Citing this text, Doklam falls to the Chinese side of the water-parting, said foreign ministry spokesman Lu Kang, who then displayed a photo allegedly showing that a group of Indian soldiers and vehicles had overstepped the crest into Chinese territory on June 18.
The next day, Lu added some human context to the territorial claim. He said: “Before the 1960s, if border inhabitants of Bhutan wanted to herd in Doklam, they needed the consent of the Chinese side and had to pay the grass tax to China. Nowadays the Tibet Archives still retain some receipts of the grass tax.”
Nehru’s letters in 1959
Beijing went on to state that leaders of independent India endorsed the British-era territorial understanding. On July 3, spokesman Geng Shuang pointed to two 1959 letters from then Indian prime minister Jawaharlal Nehru to his Chinese counterpart Zhou Enlai regarding Sikkim’s border with China. “There is no dispute over the boundary between Sikkim and Tibet, China,” Geng quoted Nehru as saying in one letter written on Sept. 26, 1959.
But Nehru’s letter seems not to refer to the Sikkim-Bhutan stretch that is in dispute today. According to the Hindustan Times, which has viewed the Sept. 26 letter, Nehru wrote:
This Convention of 1890 also defined the boundary between Sikkim and Tibet; and the boundary was later, in 1895, demarcated. There is thus no dispute regarding the boundary of Sikkim with the Tibet region. This clearly refers to northern Sikkim and not to the tri-junction which needed to be discussed with Bhutan and Sikkim and which is today the contentious area. And once more, let us not forget that the 1890 Treaty was an unequal treaty as Tibet, Sikkim and Bhutan were not involved.
The term “unequal treaty” is often used by China to refer to treaties in its own history with Western powers.
The Hindustan Times also reported that, in the same letter, Nehru said that “Chinese maps show sizeable areas of Bhutan as part of Tibet,” and that “the rectification of errors in Chinese maps regarding the boundary of Bhutan with Tibet is therefore a matter which has to be discussed along with the boundary of India with the Tibet region of China in the same sector.” One journalist referred these lines to Geng on July 5, and the spokesman said he would need to verify them.

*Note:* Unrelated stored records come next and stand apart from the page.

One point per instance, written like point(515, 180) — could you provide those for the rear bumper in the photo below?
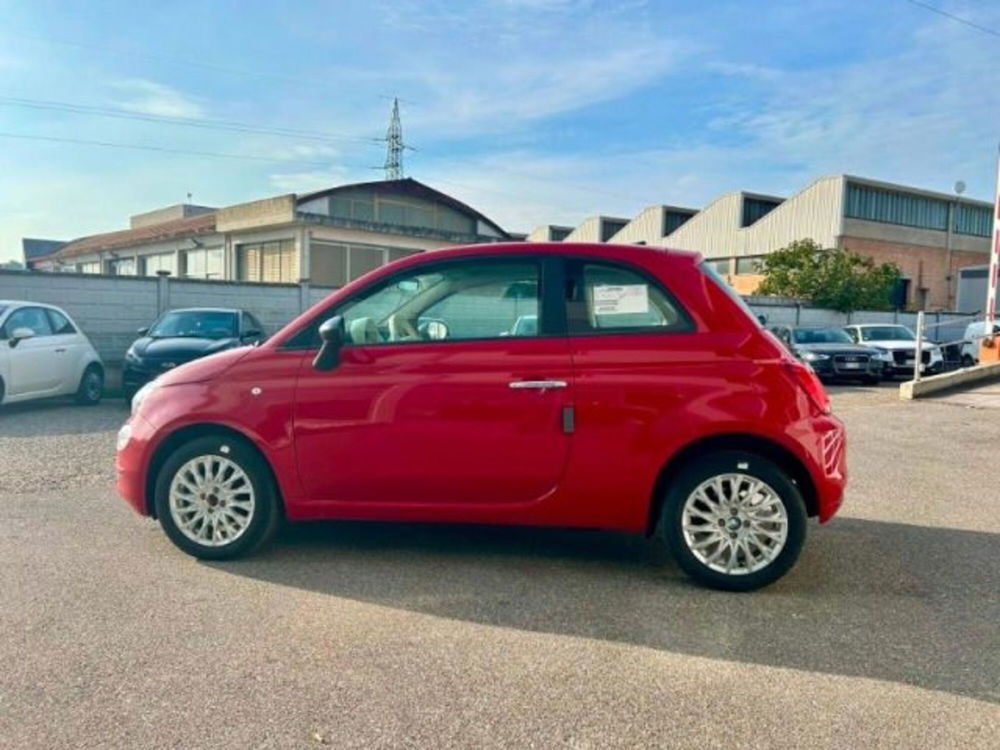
point(827, 448)
point(131, 461)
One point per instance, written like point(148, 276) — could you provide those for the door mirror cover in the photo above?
point(331, 333)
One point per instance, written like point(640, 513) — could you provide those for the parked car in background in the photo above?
point(833, 354)
point(43, 353)
point(643, 397)
point(901, 343)
point(974, 333)
point(178, 336)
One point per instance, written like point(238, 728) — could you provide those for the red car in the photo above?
point(595, 386)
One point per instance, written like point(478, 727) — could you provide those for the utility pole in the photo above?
point(394, 145)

A 1960 note from India’s embassy in China
The same day, Geng offered additional material to support Beijing’s assertion that India recognizes the 1890 treaty:
In the note it sent to the Chinese Ministry of Foreign Affairs on February 12, 1960, the Indian Embassy in China said, “the Government of India welcomes the explanation given in the Chinese note relating to the boundary with Sikkim and Bhutan on the one side and Tibet on the other. The note states that the boundary between Sikkim and Tibet of China has long been formally delimited, and that there is neither any discrepancy on the maps nor dispute in practice. The Government of India would like to add that this boundary has also been demarcated on the ground.” These contents in that note were all written down in black and white.
Geng did not clarify whether that was the full text of the note.
Over China’s many briefings on this issue, the note above has been the most recent document it cited in support of the idea that India has acknowledged China’s Doklam/Donglang jurisdiction. That might be because relations were frosty for decades after the 1962 war.
It was only after then Indian prime minister Rajiv Gandhi paid a visit to China in 1988 that the two nations started their formal boundary talks in recent history, and then signed a series of border agreements. Some of the most contentious issues between them are still pending resolution.
“Do you have any post-1962 document which proves that India recognizes Doklam as part of China’s territory?” one journalist asked Geng during the July 5 briefing. The spokesman dodged the question.